With outstanding efforts, lets say they can reduce their operating cost by roughly 50% (optimistic), this would bring their total cost of operating down by $1B, so their total impact on operating income would be -$2B out of their $2,1B of EBITDA. Which means they would be generating roughly $250M of EBITDA per yeat. Ouch… They won’t be getting cash that way.

So I think its safe to say we can short $MAR to oblivion? Yeah no, not so fast. This industry WILL get bailed out by the government, there is so much real estate associated with it, surely there is still alot of value in this buisiness, who knows what the impact on equity will be from this bailout.

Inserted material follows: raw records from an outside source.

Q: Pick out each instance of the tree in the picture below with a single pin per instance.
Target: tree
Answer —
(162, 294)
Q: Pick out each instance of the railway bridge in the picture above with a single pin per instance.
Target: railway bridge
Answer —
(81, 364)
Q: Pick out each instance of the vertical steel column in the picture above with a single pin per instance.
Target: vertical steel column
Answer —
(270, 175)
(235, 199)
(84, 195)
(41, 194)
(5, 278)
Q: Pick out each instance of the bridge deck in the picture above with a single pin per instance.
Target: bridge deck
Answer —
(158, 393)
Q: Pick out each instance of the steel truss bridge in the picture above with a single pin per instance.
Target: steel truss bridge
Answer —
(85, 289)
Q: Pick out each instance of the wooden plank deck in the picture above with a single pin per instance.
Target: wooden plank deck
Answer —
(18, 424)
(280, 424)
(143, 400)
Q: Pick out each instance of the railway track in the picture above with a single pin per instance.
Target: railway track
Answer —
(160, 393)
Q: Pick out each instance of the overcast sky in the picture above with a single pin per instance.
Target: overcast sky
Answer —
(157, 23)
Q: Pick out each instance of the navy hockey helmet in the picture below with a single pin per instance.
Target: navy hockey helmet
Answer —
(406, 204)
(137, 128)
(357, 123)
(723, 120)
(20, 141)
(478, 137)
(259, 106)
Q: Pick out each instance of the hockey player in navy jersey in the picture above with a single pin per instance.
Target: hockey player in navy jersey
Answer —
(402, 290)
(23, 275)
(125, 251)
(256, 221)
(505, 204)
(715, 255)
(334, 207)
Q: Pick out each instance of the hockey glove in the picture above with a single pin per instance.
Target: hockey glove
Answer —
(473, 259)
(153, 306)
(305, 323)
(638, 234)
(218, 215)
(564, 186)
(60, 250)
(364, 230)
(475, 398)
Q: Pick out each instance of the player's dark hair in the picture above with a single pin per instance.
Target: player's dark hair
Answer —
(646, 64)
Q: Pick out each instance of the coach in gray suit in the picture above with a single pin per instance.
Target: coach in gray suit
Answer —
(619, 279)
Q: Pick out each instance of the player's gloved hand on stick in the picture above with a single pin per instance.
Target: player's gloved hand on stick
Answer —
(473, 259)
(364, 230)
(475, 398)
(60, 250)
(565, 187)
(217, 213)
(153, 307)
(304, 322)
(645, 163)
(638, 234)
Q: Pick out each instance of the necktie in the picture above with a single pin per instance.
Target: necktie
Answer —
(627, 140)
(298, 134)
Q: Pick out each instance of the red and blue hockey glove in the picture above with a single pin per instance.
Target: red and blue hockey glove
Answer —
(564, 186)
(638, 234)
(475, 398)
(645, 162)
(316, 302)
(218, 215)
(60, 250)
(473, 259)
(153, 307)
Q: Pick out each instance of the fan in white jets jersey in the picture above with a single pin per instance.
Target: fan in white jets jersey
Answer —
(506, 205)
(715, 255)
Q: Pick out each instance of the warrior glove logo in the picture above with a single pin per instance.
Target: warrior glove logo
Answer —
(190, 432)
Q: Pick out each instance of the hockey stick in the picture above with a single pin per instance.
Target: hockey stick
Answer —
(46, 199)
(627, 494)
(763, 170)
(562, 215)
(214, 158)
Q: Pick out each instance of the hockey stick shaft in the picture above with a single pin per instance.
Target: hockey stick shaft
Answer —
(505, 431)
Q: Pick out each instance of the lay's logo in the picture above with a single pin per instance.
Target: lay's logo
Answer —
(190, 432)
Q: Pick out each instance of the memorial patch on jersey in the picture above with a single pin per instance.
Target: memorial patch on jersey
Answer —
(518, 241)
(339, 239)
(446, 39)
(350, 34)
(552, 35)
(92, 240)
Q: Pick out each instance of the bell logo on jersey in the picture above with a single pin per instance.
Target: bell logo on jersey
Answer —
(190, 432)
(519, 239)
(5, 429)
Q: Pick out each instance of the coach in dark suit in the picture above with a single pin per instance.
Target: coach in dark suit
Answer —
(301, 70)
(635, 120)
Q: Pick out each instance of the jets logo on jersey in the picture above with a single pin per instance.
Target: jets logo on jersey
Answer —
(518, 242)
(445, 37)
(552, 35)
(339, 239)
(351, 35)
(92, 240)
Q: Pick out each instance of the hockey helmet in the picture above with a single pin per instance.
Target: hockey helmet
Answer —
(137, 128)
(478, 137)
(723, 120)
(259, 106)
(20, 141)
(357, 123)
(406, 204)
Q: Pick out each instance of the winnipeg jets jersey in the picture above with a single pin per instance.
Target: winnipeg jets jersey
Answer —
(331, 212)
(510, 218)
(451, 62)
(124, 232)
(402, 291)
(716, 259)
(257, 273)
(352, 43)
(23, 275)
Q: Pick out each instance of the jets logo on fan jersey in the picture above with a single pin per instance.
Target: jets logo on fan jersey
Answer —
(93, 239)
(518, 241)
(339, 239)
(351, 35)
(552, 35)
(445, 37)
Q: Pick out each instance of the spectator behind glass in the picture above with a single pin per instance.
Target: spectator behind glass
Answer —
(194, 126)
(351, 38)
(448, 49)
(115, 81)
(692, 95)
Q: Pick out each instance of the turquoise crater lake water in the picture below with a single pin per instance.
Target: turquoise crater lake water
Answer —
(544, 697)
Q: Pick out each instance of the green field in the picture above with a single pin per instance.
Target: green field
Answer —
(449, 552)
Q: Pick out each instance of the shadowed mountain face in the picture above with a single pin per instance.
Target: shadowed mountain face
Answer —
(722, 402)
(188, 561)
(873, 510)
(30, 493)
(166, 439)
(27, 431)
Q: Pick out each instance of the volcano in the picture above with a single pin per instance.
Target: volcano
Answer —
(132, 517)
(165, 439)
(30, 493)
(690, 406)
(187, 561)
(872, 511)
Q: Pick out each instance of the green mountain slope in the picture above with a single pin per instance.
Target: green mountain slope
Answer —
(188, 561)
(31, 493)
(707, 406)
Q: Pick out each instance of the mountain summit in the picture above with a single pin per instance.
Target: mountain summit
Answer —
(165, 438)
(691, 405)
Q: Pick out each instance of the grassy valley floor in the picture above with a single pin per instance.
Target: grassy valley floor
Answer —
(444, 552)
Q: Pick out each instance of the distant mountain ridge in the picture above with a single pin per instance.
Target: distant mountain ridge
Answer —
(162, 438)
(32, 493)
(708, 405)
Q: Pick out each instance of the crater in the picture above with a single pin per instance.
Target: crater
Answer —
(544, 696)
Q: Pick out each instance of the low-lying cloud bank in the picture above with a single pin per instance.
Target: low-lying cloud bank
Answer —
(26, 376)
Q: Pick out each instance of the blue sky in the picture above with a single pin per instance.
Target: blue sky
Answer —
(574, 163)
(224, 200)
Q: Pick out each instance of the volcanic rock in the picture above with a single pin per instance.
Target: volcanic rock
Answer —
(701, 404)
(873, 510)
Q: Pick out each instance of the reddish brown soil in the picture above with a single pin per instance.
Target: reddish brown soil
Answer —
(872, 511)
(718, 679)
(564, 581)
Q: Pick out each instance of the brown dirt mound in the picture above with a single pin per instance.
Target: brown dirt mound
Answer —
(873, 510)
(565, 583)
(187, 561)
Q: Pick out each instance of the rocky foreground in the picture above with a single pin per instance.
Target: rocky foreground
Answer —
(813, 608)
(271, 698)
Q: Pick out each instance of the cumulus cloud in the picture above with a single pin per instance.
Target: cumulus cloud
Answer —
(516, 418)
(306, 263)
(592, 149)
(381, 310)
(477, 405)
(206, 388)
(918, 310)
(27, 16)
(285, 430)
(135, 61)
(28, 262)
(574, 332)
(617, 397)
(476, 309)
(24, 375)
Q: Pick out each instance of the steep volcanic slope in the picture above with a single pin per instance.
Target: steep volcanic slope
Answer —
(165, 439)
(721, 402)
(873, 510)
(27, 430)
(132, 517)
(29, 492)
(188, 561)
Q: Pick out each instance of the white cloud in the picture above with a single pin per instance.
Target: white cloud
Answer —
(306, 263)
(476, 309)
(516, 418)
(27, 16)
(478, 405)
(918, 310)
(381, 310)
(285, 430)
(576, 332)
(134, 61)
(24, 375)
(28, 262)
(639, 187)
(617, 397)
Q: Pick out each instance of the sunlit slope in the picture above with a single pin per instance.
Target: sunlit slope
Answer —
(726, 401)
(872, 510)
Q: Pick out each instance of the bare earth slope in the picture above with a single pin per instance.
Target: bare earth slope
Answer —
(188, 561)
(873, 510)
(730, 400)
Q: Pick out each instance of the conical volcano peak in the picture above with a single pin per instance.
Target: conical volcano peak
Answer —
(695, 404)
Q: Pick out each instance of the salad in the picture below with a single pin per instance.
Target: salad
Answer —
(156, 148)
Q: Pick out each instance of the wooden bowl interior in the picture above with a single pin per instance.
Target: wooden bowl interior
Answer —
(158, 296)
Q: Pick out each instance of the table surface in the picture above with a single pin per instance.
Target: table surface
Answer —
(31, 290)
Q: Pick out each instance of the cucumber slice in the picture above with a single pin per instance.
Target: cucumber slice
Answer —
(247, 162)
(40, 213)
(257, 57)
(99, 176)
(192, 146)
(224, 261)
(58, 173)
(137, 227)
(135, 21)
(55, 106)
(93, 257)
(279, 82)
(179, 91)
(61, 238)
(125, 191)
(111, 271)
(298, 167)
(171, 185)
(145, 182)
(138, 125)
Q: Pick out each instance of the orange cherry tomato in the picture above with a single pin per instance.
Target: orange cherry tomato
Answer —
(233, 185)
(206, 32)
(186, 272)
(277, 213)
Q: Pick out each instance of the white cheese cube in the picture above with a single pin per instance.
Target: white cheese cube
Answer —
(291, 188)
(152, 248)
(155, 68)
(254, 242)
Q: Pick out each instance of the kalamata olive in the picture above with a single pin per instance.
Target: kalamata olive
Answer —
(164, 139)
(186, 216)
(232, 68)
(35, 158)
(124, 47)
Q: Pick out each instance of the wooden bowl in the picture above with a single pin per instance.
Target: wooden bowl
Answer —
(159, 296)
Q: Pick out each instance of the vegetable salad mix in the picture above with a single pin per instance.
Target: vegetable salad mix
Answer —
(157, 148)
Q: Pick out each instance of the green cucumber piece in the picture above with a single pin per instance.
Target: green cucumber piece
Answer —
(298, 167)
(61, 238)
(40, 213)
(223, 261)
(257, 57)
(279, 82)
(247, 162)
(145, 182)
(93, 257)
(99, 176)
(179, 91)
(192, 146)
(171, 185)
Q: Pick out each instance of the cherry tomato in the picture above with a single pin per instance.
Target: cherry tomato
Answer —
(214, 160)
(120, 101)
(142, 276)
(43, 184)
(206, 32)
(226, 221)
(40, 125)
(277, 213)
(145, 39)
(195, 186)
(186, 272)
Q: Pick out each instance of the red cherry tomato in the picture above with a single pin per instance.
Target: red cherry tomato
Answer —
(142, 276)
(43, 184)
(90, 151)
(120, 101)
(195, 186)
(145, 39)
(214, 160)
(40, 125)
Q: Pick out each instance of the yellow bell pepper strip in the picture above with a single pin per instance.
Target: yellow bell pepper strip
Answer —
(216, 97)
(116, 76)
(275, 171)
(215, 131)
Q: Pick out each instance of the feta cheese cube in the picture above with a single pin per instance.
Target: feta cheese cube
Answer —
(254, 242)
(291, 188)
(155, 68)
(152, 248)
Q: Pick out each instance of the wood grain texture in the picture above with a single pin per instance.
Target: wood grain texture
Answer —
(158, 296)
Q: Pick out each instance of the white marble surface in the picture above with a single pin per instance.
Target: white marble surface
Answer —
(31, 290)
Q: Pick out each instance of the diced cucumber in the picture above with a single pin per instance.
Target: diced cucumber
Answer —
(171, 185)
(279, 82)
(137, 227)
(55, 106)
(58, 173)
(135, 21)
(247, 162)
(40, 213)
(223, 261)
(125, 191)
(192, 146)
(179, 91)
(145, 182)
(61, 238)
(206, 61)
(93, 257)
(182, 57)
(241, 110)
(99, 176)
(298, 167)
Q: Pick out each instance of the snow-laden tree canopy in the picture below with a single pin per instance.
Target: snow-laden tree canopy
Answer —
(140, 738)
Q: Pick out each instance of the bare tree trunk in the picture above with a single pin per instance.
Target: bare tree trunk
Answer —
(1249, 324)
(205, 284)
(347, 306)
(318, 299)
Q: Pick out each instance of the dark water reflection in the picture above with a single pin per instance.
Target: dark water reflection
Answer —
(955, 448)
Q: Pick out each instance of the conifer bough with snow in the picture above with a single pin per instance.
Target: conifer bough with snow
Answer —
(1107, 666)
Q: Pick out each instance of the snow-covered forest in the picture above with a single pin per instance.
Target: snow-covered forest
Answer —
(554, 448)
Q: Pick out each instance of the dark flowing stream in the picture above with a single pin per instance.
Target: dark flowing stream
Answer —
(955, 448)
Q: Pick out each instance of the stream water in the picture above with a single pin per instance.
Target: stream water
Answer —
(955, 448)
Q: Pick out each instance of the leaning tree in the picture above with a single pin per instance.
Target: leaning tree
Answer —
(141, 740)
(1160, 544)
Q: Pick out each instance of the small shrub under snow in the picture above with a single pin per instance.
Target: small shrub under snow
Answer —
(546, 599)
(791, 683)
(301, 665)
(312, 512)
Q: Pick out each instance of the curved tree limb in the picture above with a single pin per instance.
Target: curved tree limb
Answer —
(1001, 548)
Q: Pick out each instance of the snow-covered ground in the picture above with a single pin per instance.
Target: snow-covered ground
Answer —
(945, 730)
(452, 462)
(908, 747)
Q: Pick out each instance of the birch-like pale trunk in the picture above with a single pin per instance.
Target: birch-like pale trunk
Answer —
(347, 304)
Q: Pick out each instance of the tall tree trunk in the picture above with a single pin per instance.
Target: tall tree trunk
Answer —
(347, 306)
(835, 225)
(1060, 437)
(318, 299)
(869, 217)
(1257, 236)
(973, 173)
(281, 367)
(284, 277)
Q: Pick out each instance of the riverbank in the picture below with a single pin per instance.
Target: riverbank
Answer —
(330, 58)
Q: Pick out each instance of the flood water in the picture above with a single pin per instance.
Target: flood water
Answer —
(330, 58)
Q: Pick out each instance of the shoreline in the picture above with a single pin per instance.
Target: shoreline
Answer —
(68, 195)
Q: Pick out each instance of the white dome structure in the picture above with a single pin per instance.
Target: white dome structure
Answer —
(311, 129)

I’ll let you draw your own conclusion as to what the moves you need to do for this are, but by the looks of this they are in dire need of short term cash to repay their obligations.

/u/fuzzyblankeet please don’t hesitate to say how much of a retard I am and how I got everything wrong, I have a feeling my Adjusted debt calculation is wrong, but I’ve revisited it so much + the fact that 2018 was actually below 4 to 1 gives me confidence.

Let me know 🙂

TL/DR; MAR will struggle to repay their short term obligation unless they go through a new financing agreement / bailout.

**EDIT** To all you kids reading for 2 minutes and then complaining about the post, you try a fundamental write up of a company through reddit and tell me how it goes. I tried to make it more readable, I’m open to suggestions.